The banner that hangs in front of the Alma Mater Hospital read, “March is Women’s Health Month. Free Examinations and Treatment.” Medicine and treatment have always been at no cost for our patients, but in March we waved the minimal fee that the hospital charges for clinic visits, as well. During the past months, Orna, our head nurse, spoke at all the Sunday Church services, and on the three radio stations in town.
“Protect your health. Come to the women’s clinic. Do this for your children, do it for yourself.”
Our nurses walked through the market passing out flyers that explained that Haiti has one of the highest rate of cervical cancer in the world, and that it is a preventable disease if it is diagnosed early. Some women commented that they had friends who died of breast or cervical cancer.
On March first, women began gathering in front of the hospital at 6 a.m. waiting for the 8:30 a.m. clinic to open. Each women received a breast and gynecological examination, and was screened for cervical cancer, AIDS, syphilis, and other sexually transmitted infections. Every women who attended clinic received a bright red Medicine For Peace bracelet that said, “Promote Women’s Health”. Scores of women now walk through the market proudly sporting their colorful bracelets.

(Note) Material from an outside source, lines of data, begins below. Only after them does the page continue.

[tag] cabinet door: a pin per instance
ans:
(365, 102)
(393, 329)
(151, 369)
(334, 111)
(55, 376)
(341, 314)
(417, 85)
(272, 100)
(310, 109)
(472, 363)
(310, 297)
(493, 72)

By the end of the month, two patients with cervical cancer were discovered and received potentially curable surgery, ten patients with pre-cancerous cervical lesions were treated with cryosurgery, six new AIDS patients were diagnosed and placed on first line anti-retroviral drugs, and more than a hundred patients with sexually transmitted infections and other gynecological problems were diagnosed and treated. Most important, more than five hundred and fifty women were brought into the health care system.

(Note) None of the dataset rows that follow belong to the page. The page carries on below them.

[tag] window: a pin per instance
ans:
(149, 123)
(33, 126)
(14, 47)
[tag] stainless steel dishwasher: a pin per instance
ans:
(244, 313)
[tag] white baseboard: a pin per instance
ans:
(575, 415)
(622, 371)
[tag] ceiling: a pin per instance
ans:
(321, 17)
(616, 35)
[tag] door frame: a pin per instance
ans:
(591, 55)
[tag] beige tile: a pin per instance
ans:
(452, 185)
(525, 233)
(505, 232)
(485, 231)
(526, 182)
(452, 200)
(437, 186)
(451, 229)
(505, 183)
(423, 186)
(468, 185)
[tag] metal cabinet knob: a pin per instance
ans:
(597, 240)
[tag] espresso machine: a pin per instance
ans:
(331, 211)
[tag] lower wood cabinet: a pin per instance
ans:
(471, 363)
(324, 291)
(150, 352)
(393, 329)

There are many lessons to be learned from MFP’s women’s health month. For a cancer prevention program to be successful, community education has to be ongoing, aggressive and unfaltering. In countries with entrenched poverty, even a minimal fee is an impediment to promoting comprehensive women’s health. If a woman has the option of a doctor’s visit or a few bowls of rice, she will opt for feeding her children. Free medical care does not promote dependency, as some assert, it just prolongs women’s lives.
There is a Creole saying that explains, “Analphabet pa bet”. (We may be uneducated but we are not ignorant). Haitian women understand the importance of maintaining their health, and will seek out medical care if it is offered to them.